Мы встречались с ним нечасто, но встречи наши были очень интересны. Я, как правило, слушал, а он монологизировал о прошлом и так ярко изображал былые литературные баталии, так рельефно обрисовывал героев схваток, что мне казалось, будто я не слушаю давно отзвучавшие истории, а реально присутствую при еще гремящих спорах, ожесточенных взаимных нападках. У Штеймана, как и у всех нас, «довлела дневи злоба его», но то были грубые потребности наличного бытия — а в душе он еще не оторвался от шумного противоборства перевальцев и рапповцев, «кузнецов» и крестьянствующих, осторожных попутчиков и лихих лефовцев, безыдейных эстетов и выдержанных молодогвардейцев. Старые битвы еще шумели в его мозгу, хотя давно уже были директивно оборваны на печатных страницах. Я не соглашался с ним, если говорить о содержании наших бесед, но он покорял меня своей страстью, своим неукротимым стремлением защитить и обосновать каноны чистой «пролетарской литературы». Иван Макарьев, тоже старый рапповец, уже потерял былое неистовство и принимал литературное примирение как нечто должное: ощущал новые веянья, хотя соглашался с ними не сразу и не без колебаний (возможно, потому и оказался за колючим забором).
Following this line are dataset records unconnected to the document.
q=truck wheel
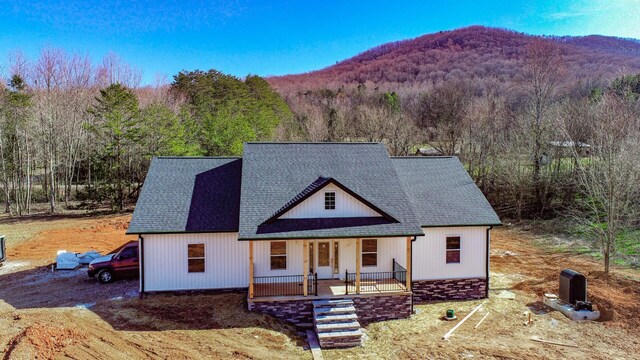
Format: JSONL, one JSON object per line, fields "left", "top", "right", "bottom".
{"left": 97, "top": 269, "right": 114, "bottom": 284}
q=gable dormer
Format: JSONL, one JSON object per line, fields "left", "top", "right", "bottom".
{"left": 264, "top": 177, "right": 396, "bottom": 224}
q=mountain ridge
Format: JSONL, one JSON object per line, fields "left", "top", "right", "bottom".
{"left": 268, "top": 26, "right": 640, "bottom": 93}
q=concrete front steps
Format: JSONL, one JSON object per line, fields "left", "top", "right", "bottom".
{"left": 313, "top": 299, "right": 362, "bottom": 348}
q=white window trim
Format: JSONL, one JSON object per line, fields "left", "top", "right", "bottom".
{"left": 187, "top": 243, "right": 206, "bottom": 273}
{"left": 361, "top": 238, "right": 378, "bottom": 268}
{"left": 445, "top": 235, "right": 462, "bottom": 264}
{"left": 270, "top": 241, "right": 288, "bottom": 271}
{"left": 324, "top": 190, "right": 336, "bottom": 211}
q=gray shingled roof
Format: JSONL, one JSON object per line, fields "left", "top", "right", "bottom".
{"left": 128, "top": 145, "right": 500, "bottom": 236}
{"left": 391, "top": 157, "right": 501, "bottom": 227}
{"left": 127, "top": 157, "right": 242, "bottom": 234}
{"left": 238, "top": 143, "right": 425, "bottom": 240}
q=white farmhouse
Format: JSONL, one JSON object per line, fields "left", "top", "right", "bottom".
{"left": 127, "top": 142, "right": 501, "bottom": 347}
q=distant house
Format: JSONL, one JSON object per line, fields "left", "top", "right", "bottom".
{"left": 415, "top": 147, "right": 442, "bottom": 156}
{"left": 549, "top": 141, "right": 591, "bottom": 157}
{"left": 127, "top": 143, "right": 501, "bottom": 347}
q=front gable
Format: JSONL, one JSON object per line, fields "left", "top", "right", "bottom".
{"left": 280, "top": 183, "right": 382, "bottom": 219}
{"left": 238, "top": 143, "right": 424, "bottom": 240}
{"left": 264, "top": 177, "right": 395, "bottom": 224}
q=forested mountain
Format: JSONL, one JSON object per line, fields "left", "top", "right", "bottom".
{"left": 269, "top": 26, "right": 640, "bottom": 95}
{"left": 262, "top": 26, "right": 640, "bottom": 245}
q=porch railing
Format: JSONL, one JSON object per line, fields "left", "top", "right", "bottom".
{"left": 344, "top": 258, "right": 407, "bottom": 294}
{"left": 253, "top": 273, "right": 317, "bottom": 297}
{"left": 392, "top": 258, "right": 407, "bottom": 284}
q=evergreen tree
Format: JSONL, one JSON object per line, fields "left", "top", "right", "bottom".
{"left": 171, "top": 70, "right": 291, "bottom": 155}
{"left": 87, "top": 83, "right": 140, "bottom": 210}
{"left": 139, "top": 102, "right": 202, "bottom": 156}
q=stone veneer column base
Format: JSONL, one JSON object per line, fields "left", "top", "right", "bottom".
{"left": 412, "top": 278, "right": 487, "bottom": 302}
{"left": 248, "top": 293, "right": 412, "bottom": 328}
Этапирование Штеймана в Дудинку, а потом в Игарку прервало наши встречи, но не нарушило дружбы. В 47-м—50-м я бывал в Игарке, когда возвращался из отпуска, а в Дудинке часто оказывался по службе — и каждый раз спешил встретиться с Зеликом. Некоторое время он (формально — вольный диспетчер морского порта) щеголял в форме, не снимал — кроме как в постели — фуражки с «крабом»: она ему шла — и он резко выделялся среди нас своим почти воинственным мундиром. В Дудинке он женился на красивой женщине много моложе себя. И хоть она, по-моему, была из тех особ, которые любого мужчину могли превратить в потухшую головешку, покорного стяжателя и устроителя мелкого быта, он, отлично это понимая, гордился ее внешней импозантностью и долго, почти до реабилитации, не старался вырваться из ее цепких рук. Думаю, расставание с ней для него самого стало третьим освобождением (первое — из ИТЛ, второе — из ссылки). Он еще думал, что способен вернуться к старой своей роли арбитра прекрасного.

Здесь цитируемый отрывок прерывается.